Gay-Neck The Story of a Pigeon /Ghond The Hunter

Dhan Gopal Mukerji, the author of the two tales and the only Indian winner of the John Newbery medal, was born in 1890 in a village that straddled the already vibrant city of Calcutta and the deep, untamed jungle of Kajangal. This is good to bear in mind as it not only helps the reader understand his style of storytelling better but also the India that he writes about. 
The first novel in this mini omnibus,  ‘Gay-Neck The Story of a Pigeon’ is the story of a boy; his beloved pigeon ‘Chitra-Griva’ - meaning ‘painted in gay colours’ and ‘neck’; and Ghond, a master hunter and wildlife expert. The story is filled with their many adventures and deftly moves from the streets of Calcutta to the lush jungles of the Himalayas and even into war torn Europe when Gay-Neck is enlisted as a carrier pigeon during World War I. The author cleverly shifts between using the boy and the pigeon as narrators, providing different perspectives to alternate parts of the story. Through the humans’ narratives, the reader learns about the care, patience and respect required when dealing with animals (a much needed lesson for any child!), while through the pigeon’s narrative, the reader is able to view the world with new eyes, helping to build a more emphatic bond with the natural world around us. This works especially well when the author writes about heavy topics like the predator-prey relationship in nature and war through the eyes of Gay-Neck, perfectly capturing the inherent confusion and fear in a fresh way.

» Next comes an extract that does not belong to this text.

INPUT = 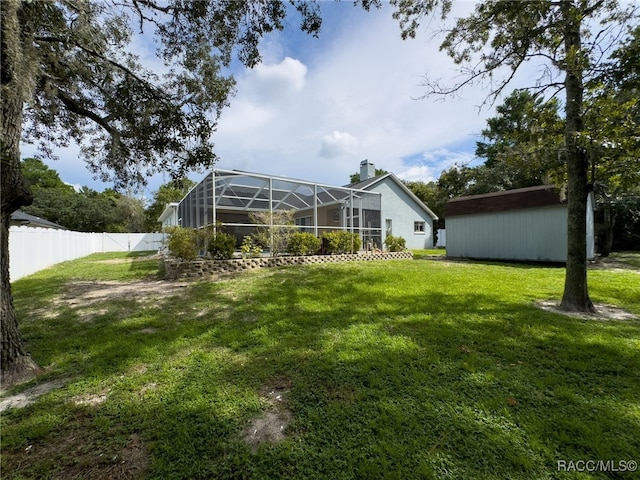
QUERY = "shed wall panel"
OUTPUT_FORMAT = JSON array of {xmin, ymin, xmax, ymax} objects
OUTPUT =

In fact, a running theme in the book is the concept of ‘fear’ - acknowledging it, facing it, and ultimately conquering it. The author shares many insights on this concept using both experience and Buddhist philosophy with an underlying message that works as both advice and a warning - “Whatever we think and feel will colour what we say or do.”

The second novel, ‘Ghond The Hunter’ is written as a letter from Ghond, the master hunter in the previous story. In it, Ghond recounts his childhood and his training as a hunter in a settlement on the edge of the jungle. The book provides a fascinating look at the day to day life in an Indian village and its relationship with the world around. At all times the book portrays the symbiotic way we lived and depended on nature, with the beautifully written philosophy that life is a ‘whole’, where you cannot destroy one species of animal without upsetting all the balance of life. Though the setting may seem like a distant memory in our modern times, the messages still ring true.
Ghond not only shares thrilling stories of the animals he observes and sometimes hunts, but also his experiences growing up in a Hindu village at a time when religion and the caste system dictated the life of the people. While some books of this period tend to either demonise or idealise such situations, Mukerji instead shares the philosophy and history of the common villager while writing in a wonderfully unbiased manner.
Speaking of the writing, the language in the book is wonderful but can be a little confusing for readers used to a less formal way of speaking but, this is more than made up for in the wonderful philosophies shared throughout the book. Another downside is Ghond’s tendency to meander slightly which is in keeping with the concept of the story being told by an old hunter sharing his life experience but may seem slightly confusing for younger readers.This is definitely a book that adheres firmly to the Emerson quote ‘Life's a journey, not a destination’!
Overall both books are a lyrical and exciting read that provides a glimpse into the India that we all come from but are in danger of forgetting - a country that preaches faith, courage, tolerance, and a deep respect for nature.